MDS Alert

Staffing:

Prioritize Staff Needs to Ensure Care

Try these tips to bolster your staff’s resiliency.

The long-term care industry has a notoriously high rate of staff turnover, and the COVID-19 pandemic is only exacerbating lack of trust and burnout, especially for staff who provide direct care, as well as those whose responsibilities have been altered in the midst of the pandemic.

With facilities needing to provide stable, high-quality care for their residents, any shortages or shakeups in staffing are particularly tough to weather. Providers have recounted stories of staff leaving with the first positive COVID-19 diagnosis, and talking about how outbreaks have impacted residents and staff all at once, upending stability, says Shannon Cupka, EdM, improvement advisor at Comagine Health, in a July Quality Improvement Organization (QIO) webinar on Managing Staffing Challenges.

“In this industry, we’re used to putting others’ needs first and are not the best about asking for help when we need it,” Cupka says.

Note How Care Has Intensified

A lot of the aspects of direct care involved in working with people with frail bodies or compromised immune systems are intimate — one cannot physically distance and still assist with toileting, etc. But other aspects of care that used to be easier to manage in group settings are now complicated by infection control guidance, Cupka points out. Some care activities simply take a lot longer, like having to serve meals individually instead of communally or building time into each shift to don and doff personal protective equipment (PPE), she says. Other, more “administrative” tasks are also taking more time, like auditing infection control practices, figuring out how and when to cohort residents when appropriate, and facilitating visits for residents via technology.

All of these work and care burdens come with costs. Facilities are having to spend more to cover the cost of traveling nurses, hazard pay, screening and/or testing of staff and auxiliary personnel, not to mention the expensive and difficult endeavor of securing PPE and other supplies to keep everyone safe.

Acknowledge Staff Stressors

However, staff are grappling with various costs, too — financial, mental, physical, and emotional. Many staff are trying to navigate personal stressors that have long gone unacknowledged by the long-term care industry and society at large.
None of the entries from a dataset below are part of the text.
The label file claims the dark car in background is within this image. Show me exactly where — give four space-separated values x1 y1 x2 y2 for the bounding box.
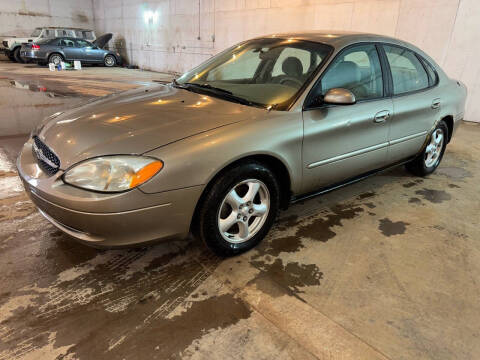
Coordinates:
20 34 122 67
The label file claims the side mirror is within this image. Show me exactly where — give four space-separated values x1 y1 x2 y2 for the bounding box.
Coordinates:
323 88 357 105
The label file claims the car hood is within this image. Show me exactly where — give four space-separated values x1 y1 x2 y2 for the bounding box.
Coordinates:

A Henry J. Kaiser Family Foundation study on long-term care workers shows that the long-term care workforce is made up mostly of women paid low wages. Nearly 4 in 10 are over the age of 50 and 1 in 4 workers are Black. Almost 6 in 10 long-term care workers have employment-based health coverage; 19 percent are covered by Medicaid and 12% are uninsured. All of these factors are at play during a pandemic where jobs require close contact with older and frequently medically frail people, and circumstances may leave staff fewer options for maintaining their own personal safety, both inside and outside of work. The demographics of much of the long-term care workforce means that many staff themselves are personally at risk for more severe or complicated COVID-19 disease, if they were to become infected.

“Historically, we’ve left the personal stuff at the door, however with this pandemic, we’re seeing how personal and socioeconomic factors, health access disparities, and human behaviors are very much intertwined, and require us to think creatively to find solutions,” Cupka says.

Be Accountable — and Creative

Focus on transparency, facilitating open lines of communication, and maintaining or establishing a culture that promotes trust, Cupka says. If rumors are going around about infection rates, etc., do your best to address and dispel them. Make staff education a priority, but keep communication open so everyone feels empowered to be honest about any concerns and that anything problematic will be addressed.

Several studies have shown that nursing facility outbreaks reflect community spread locally, which underscores the significance of the impacts of each individual staff member’s choices and behaviors. Promote a culture of trust, accountability, and risk mitigation by making sure employees feel seen, heard, and safe.

Facilities can take creative approaches to helping staff, like adjusting scheduling so shift changes don’t line up with other professions so public transport is less crowded or organizing carpooling or ridesharing for staff members, Cupka suggests.

Adrienne Butterwick, MPH, CHES, an improvement advisor at Comagine Health, provides additional ideas for keeping staff safe and comfortable while COVID-19 continues to spread. Facilities can try to figure out incentives for staff who work on COVID-19-positive units, provide clean rooms for donning and doffing PPE, as well as general clothes changing and facility uniform laundering, and even procure on-site RVs so staff can rest or change comfortably and even stay in, if necessary, she says.

Some facilities have approached the COVID-19 pandemic by investing heavily in staff — and therefore resident — safety. A Connecticut assisted living facility, Shady Oaks, truly sheltered in place from late March, offering staff huge bonuses to live on-site for two months, and avoiding any COVID-19 infections throughout the state’s spring peak. The facility’s owner, Tyson Belanger, says in a community letter that he spent $250,000 in personal savings, as well as $215,000 in donated cash and in-kind assistance, and $343,000 from the Payroll Protection Program on staff payroll and supplies. Although such an intensive effort is not possible for most facilities, nor sustainable for any, the efforts show how investing in staff safety is a crucial aspect of keeping residents safe, too.